Sen3 Sen trzeci to swiadomy sen. Niezbyt dlugi, trwajacy moze z 20s. Zachwycalem sie w nim stabilnoscia stworzonego swiata, i... lustrem :) Dziekuje przy okazji wszystkim oneirowiczom za zaprogramowanie mi ciekawej sugestii, bo tego lustra to sie zwyczajnie w tym LD przestraszylem :( Od razu gdy do niego podszedlem, lustro wykrzywilo sie i odbilo slonce tak, ze jego blask az mnie zabolal. Nastepnie poczulem bardzo nieprzyjemny slony smak (wlasciwie to ja go bardziej slyszalem niz czulem, dziwne to bylo), no i lustro falowalo tak jak woda gdy rzuci sie w nia kamieniem... Nawet po obudzeniu sie bylo mi niezbyt przyjemnie :/
Sen4 - wywolany nieprzyjemnym uczuciem po spotkaniu z lustrem ;) Okoloziemska orbita - prom challenger powraca wlasnie z ksiezyca. Na statku panuje wesola atmosfera. Wszyscy ciesza sie, ze juz niedlugo beda z powrotem na ziemi. Nagle nawigator postanawia wyprobowac nowy silnik antygrawitacyjny, zakrzywiajacy czasoprzestrzen. Mialo to by miec za cel przeteleportowanie promu przez atmosfere, aby nie ryzykowac awarii w oslonach termicznych na zewnatrz statku. Nawigator komunikuje o tym zalodze, astronauci sa jednak w wiekszej czesci przeciwni. Mowia, ze lepiej bedzie gdy przedyskutuje sie to z kontrola lotow w NASA. Nawigator pozostaje jednak nieugiety. Zaciaga sie papierosem Marlboro, z narysowanym ksiezycem (chyba specjalnie wyprodukowanym dla NASA :P), i kieruje do gory wajche z napisem "Turbo".... Nie informujac przedtem kontroli lotow.... bzzzzziummmmm.......tszzzzzzz........ppppp........rrrrrprprprprp....bzium. ;) tszzzzzz.......;) nagle jakas glutowato-plazmowata ciecz wlewa sie do statku. Przechodzi przez sciany, w ogole przenika przez materie. Widac ze jest to jakis humanoid. Niski, 160cm. Lysy, podobny do czlowieka... ale ma wielkie zapadle oczodoly. I taki obslizgly, przezroczysty... Przenika przez sciane, i zachodzi od tylu kapitana. Morduje go, duszac tego bogu ducha winnego czlowieka za szyje. Nastepnie zabija nawigatora - przeszywa go sztyletem, ktory uformowal sie z jego ramion, wygladajacych jak plynny metal... okropnosc.
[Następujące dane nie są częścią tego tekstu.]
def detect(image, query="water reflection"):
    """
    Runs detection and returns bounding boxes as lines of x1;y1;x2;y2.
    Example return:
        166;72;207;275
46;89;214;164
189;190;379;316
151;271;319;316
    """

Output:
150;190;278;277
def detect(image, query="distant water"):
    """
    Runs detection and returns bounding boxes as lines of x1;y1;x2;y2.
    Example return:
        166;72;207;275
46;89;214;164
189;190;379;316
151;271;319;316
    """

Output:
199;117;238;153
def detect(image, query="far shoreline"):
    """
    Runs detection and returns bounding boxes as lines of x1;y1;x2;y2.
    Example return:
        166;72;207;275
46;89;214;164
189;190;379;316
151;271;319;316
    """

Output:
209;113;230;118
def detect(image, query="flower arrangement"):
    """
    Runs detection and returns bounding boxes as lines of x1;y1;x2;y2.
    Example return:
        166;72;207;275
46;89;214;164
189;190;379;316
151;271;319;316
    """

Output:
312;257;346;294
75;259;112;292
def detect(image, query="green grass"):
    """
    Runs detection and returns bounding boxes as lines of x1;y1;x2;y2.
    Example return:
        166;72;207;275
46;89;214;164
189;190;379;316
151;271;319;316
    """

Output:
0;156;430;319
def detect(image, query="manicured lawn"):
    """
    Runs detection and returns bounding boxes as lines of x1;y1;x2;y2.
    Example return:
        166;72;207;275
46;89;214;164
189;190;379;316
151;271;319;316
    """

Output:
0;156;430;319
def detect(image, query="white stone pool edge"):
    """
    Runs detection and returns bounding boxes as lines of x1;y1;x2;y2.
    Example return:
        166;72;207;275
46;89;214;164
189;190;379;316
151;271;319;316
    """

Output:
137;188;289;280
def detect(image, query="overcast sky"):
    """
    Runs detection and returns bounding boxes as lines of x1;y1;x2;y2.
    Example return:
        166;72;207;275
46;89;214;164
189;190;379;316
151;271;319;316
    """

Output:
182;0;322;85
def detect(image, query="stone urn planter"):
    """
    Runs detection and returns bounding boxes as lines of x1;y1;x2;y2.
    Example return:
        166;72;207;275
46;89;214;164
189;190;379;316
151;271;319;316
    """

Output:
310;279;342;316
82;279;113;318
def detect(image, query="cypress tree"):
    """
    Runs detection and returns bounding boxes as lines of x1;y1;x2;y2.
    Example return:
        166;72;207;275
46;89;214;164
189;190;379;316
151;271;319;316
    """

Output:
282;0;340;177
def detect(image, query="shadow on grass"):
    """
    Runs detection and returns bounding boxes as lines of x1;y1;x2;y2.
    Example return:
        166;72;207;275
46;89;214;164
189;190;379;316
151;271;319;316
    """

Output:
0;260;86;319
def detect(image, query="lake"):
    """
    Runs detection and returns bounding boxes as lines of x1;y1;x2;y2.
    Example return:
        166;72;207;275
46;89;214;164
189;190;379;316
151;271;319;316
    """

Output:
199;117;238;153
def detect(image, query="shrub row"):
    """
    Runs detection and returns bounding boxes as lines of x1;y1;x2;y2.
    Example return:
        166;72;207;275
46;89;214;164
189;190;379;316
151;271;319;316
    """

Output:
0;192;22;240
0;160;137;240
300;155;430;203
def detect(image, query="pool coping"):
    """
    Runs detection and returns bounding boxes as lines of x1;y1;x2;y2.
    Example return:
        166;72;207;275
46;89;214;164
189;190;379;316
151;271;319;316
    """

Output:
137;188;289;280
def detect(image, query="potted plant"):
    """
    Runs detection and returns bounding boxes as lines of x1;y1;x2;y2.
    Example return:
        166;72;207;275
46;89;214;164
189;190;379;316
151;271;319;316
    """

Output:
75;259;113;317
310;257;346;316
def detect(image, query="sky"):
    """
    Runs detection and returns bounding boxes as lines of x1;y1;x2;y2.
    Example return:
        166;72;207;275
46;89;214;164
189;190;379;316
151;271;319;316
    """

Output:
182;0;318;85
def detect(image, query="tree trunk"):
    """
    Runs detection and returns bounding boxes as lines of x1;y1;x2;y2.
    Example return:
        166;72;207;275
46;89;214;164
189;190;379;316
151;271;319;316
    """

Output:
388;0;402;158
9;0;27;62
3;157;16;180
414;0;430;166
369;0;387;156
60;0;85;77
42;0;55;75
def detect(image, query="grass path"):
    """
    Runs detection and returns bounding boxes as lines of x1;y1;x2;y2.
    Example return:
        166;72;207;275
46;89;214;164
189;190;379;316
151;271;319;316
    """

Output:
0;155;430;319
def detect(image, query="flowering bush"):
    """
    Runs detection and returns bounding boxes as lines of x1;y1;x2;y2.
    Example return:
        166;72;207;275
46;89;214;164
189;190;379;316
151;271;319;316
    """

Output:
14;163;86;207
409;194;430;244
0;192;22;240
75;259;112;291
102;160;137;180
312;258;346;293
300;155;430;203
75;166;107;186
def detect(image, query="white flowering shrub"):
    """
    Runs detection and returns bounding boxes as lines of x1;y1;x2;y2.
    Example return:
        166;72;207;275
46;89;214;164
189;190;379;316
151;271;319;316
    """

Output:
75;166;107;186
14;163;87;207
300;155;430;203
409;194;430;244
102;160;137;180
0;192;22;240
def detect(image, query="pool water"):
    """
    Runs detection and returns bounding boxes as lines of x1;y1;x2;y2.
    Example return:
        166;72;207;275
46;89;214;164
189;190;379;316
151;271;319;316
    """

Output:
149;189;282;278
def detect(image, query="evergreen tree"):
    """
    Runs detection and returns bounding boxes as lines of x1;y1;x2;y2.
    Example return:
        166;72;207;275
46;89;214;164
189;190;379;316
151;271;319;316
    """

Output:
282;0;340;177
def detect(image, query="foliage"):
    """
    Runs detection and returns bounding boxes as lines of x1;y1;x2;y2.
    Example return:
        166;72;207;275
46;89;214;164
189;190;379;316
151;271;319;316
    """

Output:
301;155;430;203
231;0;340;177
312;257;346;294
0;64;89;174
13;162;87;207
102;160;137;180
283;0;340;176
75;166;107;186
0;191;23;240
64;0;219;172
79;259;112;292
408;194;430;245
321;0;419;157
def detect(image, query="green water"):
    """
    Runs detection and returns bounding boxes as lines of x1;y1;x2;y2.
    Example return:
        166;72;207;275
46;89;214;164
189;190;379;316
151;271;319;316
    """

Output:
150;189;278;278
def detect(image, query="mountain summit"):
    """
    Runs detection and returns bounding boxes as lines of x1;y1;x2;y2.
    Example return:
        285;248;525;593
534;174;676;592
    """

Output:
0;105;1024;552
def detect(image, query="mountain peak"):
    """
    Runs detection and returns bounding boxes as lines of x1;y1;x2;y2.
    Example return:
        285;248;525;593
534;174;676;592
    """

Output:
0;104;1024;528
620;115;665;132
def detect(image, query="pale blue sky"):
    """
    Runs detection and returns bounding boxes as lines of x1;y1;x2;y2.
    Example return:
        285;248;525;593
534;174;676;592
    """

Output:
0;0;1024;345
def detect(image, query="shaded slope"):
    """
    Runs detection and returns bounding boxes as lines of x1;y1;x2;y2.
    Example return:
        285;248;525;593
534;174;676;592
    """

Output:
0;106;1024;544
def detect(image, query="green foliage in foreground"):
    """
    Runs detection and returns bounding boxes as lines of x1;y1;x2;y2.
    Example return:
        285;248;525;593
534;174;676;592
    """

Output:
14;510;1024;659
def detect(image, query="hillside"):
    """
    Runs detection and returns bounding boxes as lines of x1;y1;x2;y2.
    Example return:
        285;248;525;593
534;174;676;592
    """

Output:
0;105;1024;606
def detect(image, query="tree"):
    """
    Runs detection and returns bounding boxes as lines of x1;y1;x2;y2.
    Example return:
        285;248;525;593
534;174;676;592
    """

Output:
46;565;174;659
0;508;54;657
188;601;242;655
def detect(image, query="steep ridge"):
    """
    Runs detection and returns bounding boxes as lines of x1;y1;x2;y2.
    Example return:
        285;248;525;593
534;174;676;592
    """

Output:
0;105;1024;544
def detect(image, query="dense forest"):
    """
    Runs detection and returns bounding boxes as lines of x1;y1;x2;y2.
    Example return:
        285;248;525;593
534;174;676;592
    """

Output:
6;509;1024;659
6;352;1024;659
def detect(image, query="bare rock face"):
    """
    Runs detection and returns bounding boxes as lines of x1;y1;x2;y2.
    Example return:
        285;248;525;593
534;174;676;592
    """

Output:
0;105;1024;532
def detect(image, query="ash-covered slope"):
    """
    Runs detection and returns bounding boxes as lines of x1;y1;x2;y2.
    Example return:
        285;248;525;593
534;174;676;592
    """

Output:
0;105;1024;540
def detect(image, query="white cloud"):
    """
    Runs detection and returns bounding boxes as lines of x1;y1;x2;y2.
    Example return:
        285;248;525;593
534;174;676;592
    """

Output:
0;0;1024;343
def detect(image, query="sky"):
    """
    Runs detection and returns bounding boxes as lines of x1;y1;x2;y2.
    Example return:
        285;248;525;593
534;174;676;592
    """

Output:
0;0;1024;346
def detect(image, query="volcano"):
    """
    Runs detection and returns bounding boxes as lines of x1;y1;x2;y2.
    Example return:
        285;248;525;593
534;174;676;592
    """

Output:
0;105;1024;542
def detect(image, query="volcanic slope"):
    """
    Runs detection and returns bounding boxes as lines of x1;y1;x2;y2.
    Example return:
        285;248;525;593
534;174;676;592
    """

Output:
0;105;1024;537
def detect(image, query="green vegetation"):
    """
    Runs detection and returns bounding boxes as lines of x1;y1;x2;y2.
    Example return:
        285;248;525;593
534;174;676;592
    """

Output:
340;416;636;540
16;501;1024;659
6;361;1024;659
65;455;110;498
Caly ten sen byl ogladany przeze mnie z boku, jakby z przekroju statku. W chwili gdy byl mordowany kapitan, w drugiej czesci statku rozmawiala ze soba para zakochanych. Wiedzieli oni o nadchodzacej smierci. Meczyzna mowil do kobiety: pozostaje ci tylko czekac, i patrzec jak nas morduje.
I jeszcze jedno: mialem uczucie ze ogladam serial TV, nawet z wujkiem komentowalem wyglad obcego :PPP
> Ciekawe ze za kazdym razem gdy puszczalem sny w trans >ladowalem sie w ta pusta ciemnosc - teraz mi przyszlo na mysl >ze gdybym sie w niej zatracil to bym stracil na 100% swiadomosc - >moze wiec w ta pustke zapadamy zasypiajac, czy pomiedzy snami? > >Poziom energii mi sie tak podniosl ze spac teraz nie a medytowac:)
Mi sie podniosl tez :) Czuje sie jak mlody Bog:P Mysle ze to zasluga pieknych snow, bo te sny nie byly z gatunku psychologicznych (wylewajacych emocje i "rozwiazujacych" problemy), tylko z gatunku tych przygodowych, sprawiajacych ze spelniaja sie moje najskrytsze fantazje ;)))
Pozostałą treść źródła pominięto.